2022-11-16

Is git submodules really this bad? (part 1)

As I mentioned, I'm "getting" to use git submodules, and my frustration level is making a bid for a new personal best. My sense is it's a little clunky even when you use it exactly as envisioned and breaks completely as soon as you stress it. I hope I'm exagerating or outright wrong because I have no choice but to work wih it.

Here's the problem: we're working on one small piece of a larger project (a plugin, as it happens), and the project management is security conscious enough to:1

  • Use submodules as part of a system to selectively limit access to the repository: I can see all main API headers and only those implementation details I will be working directly with. I don't "need" the rest because I can test my plugin against a binary disribuion of the core program.
  • Make it quite a gaunlet to get individual credentials for direct access to the central repository.

To avoid sending each member of my team through the gaunlet as they join I thought "Oh, git is a distributed system,2 right? I'll just create a local working repository for my team and we can push back upstream when we're happy."3 Which is, evidently, not something the designers of submodules anticipated.

The core issue is submoules are found by follwing a either a path or a url which has implications for how a clone of a clone works in projects that use submodules. Look at the contents of a .gitmodules file: for each module there will be a url tag. That tag may be formatted as a filesystem path telling git where to look for the sub-repository on the filesystem where it found the super-repository, or as a url telling git where to find the repository on the wider network.

Image that there exists a project on a central.server: central.server:/repos$ ls compoundproject.git includedproject.git utilityproject.git central.server:/repos$ cat compoundproject.git/.gitmodules [submodule "IncludeProject"] path = IncludeProject url = ../includeproject.git [submodule "UtilityProject"] path = UtilityProject url = http://central.server/repos/utilityproject.git and note that I've rigged the two submoules to use different logic about finding their related repos, but that they will both find the one on the central server.
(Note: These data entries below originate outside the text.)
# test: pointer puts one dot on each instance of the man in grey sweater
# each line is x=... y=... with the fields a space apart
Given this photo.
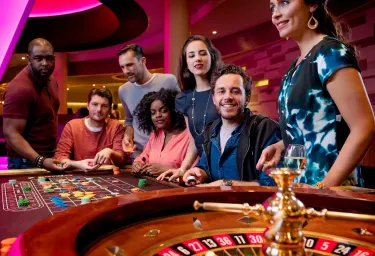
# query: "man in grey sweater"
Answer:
x=133 y=63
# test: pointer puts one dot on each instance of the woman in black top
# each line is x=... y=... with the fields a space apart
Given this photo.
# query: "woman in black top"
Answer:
x=198 y=61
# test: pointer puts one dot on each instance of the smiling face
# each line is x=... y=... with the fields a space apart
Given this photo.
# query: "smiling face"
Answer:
x=160 y=115
x=42 y=61
x=229 y=96
x=99 y=108
x=290 y=17
x=132 y=67
x=198 y=58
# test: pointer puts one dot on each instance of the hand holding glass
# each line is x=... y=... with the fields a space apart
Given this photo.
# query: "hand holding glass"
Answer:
x=295 y=157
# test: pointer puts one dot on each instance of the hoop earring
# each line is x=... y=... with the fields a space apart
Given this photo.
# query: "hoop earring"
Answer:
x=316 y=22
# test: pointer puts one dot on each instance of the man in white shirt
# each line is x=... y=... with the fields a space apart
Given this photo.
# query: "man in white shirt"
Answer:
x=133 y=64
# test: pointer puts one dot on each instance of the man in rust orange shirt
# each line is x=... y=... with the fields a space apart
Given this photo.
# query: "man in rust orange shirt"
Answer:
x=89 y=142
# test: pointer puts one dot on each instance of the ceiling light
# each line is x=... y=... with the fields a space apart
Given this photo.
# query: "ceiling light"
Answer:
x=261 y=83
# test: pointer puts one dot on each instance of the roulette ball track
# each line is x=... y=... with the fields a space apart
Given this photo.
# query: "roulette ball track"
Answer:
x=164 y=223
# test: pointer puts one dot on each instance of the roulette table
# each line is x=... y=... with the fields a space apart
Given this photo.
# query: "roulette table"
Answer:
x=15 y=219
x=164 y=223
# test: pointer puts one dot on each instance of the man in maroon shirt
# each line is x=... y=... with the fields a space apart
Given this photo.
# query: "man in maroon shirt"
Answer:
x=94 y=140
x=30 y=111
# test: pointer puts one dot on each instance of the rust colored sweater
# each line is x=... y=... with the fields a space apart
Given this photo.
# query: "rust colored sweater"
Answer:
x=77 y=142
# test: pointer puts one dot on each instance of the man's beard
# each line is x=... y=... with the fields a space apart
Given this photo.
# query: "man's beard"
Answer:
x=233 y=117
x=39 y=75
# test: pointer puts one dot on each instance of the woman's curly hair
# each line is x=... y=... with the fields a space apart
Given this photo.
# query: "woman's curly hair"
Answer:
x=143 y=112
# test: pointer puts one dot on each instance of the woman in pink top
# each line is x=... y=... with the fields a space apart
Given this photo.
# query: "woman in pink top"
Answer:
x=169 y=138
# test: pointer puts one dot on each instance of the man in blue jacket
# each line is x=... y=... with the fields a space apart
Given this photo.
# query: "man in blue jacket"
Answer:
x=233 y=143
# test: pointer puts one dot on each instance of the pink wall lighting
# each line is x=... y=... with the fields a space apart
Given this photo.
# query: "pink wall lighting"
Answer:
x=44 y=8
x=13 y=15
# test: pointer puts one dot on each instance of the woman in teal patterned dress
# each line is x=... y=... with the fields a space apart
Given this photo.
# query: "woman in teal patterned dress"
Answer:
x=322 y=102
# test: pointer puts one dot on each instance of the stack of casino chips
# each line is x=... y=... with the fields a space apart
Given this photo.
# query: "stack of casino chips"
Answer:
x=23 y=202
x=142 y=183
x=5 y=245
x=58 y=201
x=26 y=189
x=116 y=170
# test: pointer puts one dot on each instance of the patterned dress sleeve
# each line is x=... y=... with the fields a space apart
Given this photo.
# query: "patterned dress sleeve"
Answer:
x=332 y=56
x=180 y=105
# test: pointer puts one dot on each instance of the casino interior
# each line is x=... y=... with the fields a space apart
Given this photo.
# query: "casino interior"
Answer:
x=163 y=218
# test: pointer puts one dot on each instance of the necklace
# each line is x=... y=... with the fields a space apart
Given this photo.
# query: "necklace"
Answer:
x=204 y=116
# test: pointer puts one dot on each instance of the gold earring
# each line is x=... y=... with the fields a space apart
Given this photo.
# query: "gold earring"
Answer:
x=316 y=22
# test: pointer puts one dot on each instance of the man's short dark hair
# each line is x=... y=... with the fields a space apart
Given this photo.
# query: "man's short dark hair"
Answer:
x=138 y=51
x=232 y=69
x=101 y=92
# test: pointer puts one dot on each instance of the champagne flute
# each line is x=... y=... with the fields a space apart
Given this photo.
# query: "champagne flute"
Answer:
x=295 y=157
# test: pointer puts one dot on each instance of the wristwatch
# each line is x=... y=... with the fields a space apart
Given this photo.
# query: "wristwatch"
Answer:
x=228 y=183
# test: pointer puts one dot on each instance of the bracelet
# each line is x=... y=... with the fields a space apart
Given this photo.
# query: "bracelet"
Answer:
x=320 y=185
x=186 y=162
x=182 y=172
x=39 y=160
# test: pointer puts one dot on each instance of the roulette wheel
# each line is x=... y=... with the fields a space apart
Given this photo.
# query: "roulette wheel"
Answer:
x=165 y=223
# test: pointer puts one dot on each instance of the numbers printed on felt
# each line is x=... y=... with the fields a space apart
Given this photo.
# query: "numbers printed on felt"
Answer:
x=362 y=252
x=224 y=240
x=255 y=238
x=240 y=239
x=343 y=249
x=209 y=242
x=195 y=245
x=310 y=242
x=182 y=249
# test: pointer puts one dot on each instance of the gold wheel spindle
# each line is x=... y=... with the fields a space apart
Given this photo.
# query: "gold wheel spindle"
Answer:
x=325 y=214
x=245 y=208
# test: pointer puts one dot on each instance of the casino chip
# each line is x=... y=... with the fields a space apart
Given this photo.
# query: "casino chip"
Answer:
x=142 y=183
x=58 y=201
x=23 y=202
x=116 y=171
x=135 y=190
x=191 y=179
x=85 y=200
x=26 y=189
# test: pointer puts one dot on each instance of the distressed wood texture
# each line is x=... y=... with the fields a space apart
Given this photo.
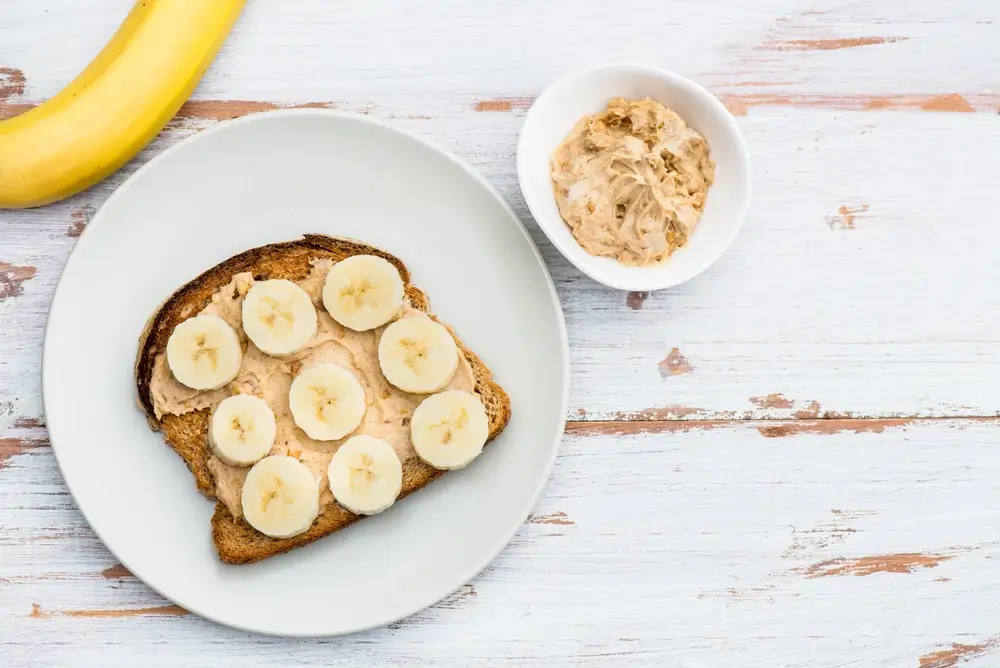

Now I create the repository for my team (there are slight differences if we make this a bare repository): local.server:/home/git$ git clone --recurse-submoules http://central.server/repos/compoudproject.git [...various git output that looks good...] local.server:/home/git$ ls compoundproject local.server:/home/git$ ls -A compoundproject .git .gitmodules IncludeProject UtilityProject [...some top-level contents...] and if we peak in the sub-project directories we'll see the expected contents.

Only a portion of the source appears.